Le 16 janvier 1985, alors que de violentes émeutes anti-antidépendantistes ont conduit le gouvernement à déclarer l’état d’urgence en Nouvelle-Calédonie, François Mitterrand est interviewé par une équipe d’Antenne 2 en direct depuis l’Elysée. Le chef de l’Etat laisse poindre son inquiétude sur la situation. « Est-ce que vous iriez jusqu’à aller en Nouvelle-Calédonie ? », l’interroge la journaliste Christine Ockrent. « Mais oui Madame, j’irai en Nouvelle-Calédonie, répond le président, à la surprise générale.
– Peut-on savoir quand ?
– Demain.
– Demain jeudi ?
– Demain jeudi. »
Près de quarante ans plus tard, Emmanuel Macron rejoue de manière subliminale la même scène. Il s’est envolé dans la soirée du mardi 21 mai pour Nouméa, huit jours après le début d’émeutes sur l’archipel, où six personnes ont perdu la vie et où l’état d’urgence a été décrété le 15 mai. L’annonce a été faite à l’issue du conseil des ministres, à la mi-journée, par la porte-parole du gouvernement, Prisca Thévenot.
Si l’effet de surprise est comparable à celui obtenu par son prédécesseur socialiste, cette visite a été, selon les sources du Monde, largement improvisée. Ainsi le président du gouvernement calédonien, Louis Mapou, a-t-il appris la nouvelle par la presse, à l’issue du conseil des ministres. Tout comme l’ensemble des élus locaux.
Le chef de l’Etat se rend en Nouvelle-Calédonie alors que « le retour de l’ordre républicain » qu’il appelait de ses vœux la semaine dernière est loin d’être constaté. Selon l’Agence France-Presse (AFP), Nouméa était toujours, durant la nuit de mardi à mercredi, le théâtre d’affrontements localisés, et les barrages se sont même étoffés ou ont été reconstitués par endroits. Plusieurs témoins ont fait état d’importantes détonations et d’affrontements. « L’île la plus proche du paradis est devenue l’île la plus proche de l’enfer », a soutenu, dimanche matin, Mgr Calvet, archevêque de Nouméa, dans son homélie de la Pentecôte. Le retour au calme « se poursuit sur l’ensemble du territoire », décrivait néanmoins, mardi, le représentant de l’Etat, Louis Le Franc.
Un « petit accord » qui a volé en éclats
Emmanuel Macron, accompagné des ministres Gérald Darmanin (intérieur), Sébastien Lecornu (défense) et Marie Guévenoux (outre-mer), passera la journée de jeudi sur place. Il s’agira de « renouer le fil du dialogue » politique et d’« anticiper la reconstruction » économique, a résumé, mardi, le premier ministre, Gabriel Attal, devant l’Assemblée nationale.
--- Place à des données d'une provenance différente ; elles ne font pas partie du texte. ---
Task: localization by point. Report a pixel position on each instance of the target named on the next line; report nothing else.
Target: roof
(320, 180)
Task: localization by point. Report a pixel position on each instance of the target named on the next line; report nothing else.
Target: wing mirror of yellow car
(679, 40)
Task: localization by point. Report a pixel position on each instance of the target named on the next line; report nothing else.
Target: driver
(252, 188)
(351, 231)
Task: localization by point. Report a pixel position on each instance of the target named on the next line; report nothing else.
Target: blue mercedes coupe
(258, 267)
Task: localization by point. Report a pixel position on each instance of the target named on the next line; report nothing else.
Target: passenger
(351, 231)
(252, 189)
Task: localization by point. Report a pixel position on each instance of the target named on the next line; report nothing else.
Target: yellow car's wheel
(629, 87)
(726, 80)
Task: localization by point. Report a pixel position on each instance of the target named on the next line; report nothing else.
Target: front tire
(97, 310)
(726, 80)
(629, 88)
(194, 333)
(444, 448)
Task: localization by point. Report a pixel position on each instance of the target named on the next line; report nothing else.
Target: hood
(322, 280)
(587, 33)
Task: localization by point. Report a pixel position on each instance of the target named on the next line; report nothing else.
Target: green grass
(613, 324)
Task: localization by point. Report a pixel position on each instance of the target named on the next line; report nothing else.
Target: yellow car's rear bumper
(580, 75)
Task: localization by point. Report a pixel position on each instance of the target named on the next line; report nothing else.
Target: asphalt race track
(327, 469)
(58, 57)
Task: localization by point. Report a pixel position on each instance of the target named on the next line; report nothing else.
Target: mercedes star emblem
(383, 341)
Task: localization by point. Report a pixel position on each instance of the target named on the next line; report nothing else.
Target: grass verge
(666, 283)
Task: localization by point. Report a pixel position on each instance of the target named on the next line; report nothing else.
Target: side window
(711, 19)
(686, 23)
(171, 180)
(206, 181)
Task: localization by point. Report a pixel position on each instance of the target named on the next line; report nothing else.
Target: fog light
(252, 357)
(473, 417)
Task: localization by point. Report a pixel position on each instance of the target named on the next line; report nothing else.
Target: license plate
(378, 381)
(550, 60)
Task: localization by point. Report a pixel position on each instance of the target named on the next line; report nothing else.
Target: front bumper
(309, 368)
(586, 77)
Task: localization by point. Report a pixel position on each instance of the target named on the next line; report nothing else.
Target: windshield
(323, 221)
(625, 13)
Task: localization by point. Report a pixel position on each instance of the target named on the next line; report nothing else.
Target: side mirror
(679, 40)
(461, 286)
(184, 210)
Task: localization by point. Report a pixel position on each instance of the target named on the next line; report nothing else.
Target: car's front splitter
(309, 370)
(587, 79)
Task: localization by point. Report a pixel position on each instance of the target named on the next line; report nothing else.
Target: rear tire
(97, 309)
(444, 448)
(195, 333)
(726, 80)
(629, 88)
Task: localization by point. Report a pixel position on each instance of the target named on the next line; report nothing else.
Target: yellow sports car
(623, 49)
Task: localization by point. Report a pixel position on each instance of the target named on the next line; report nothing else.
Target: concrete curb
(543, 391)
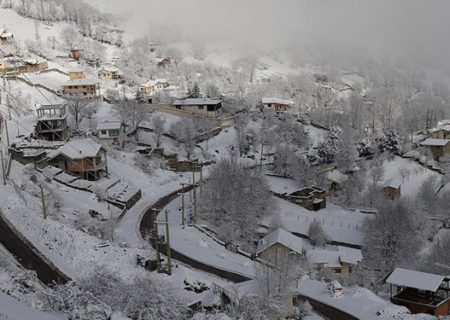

Empêtré dans le dossier néo-calédonien, président de la République s’est convaincu ces derniers jours qu’il n’aurait pas la majorité des trois cinquièmes au Congrès de Versailles sur le projet de loi constitutionnelle qui a mis le feu aux poudres sur le Caillou. La crise à Nouméa, le changement de pied du Rassemblement national (RN) – qui se dit désormais favorable à un référendum sur l’autodétermination – ainsi que les déchirements de la majorité ont pesé sur sa décision de prendre en main toute l’affaire.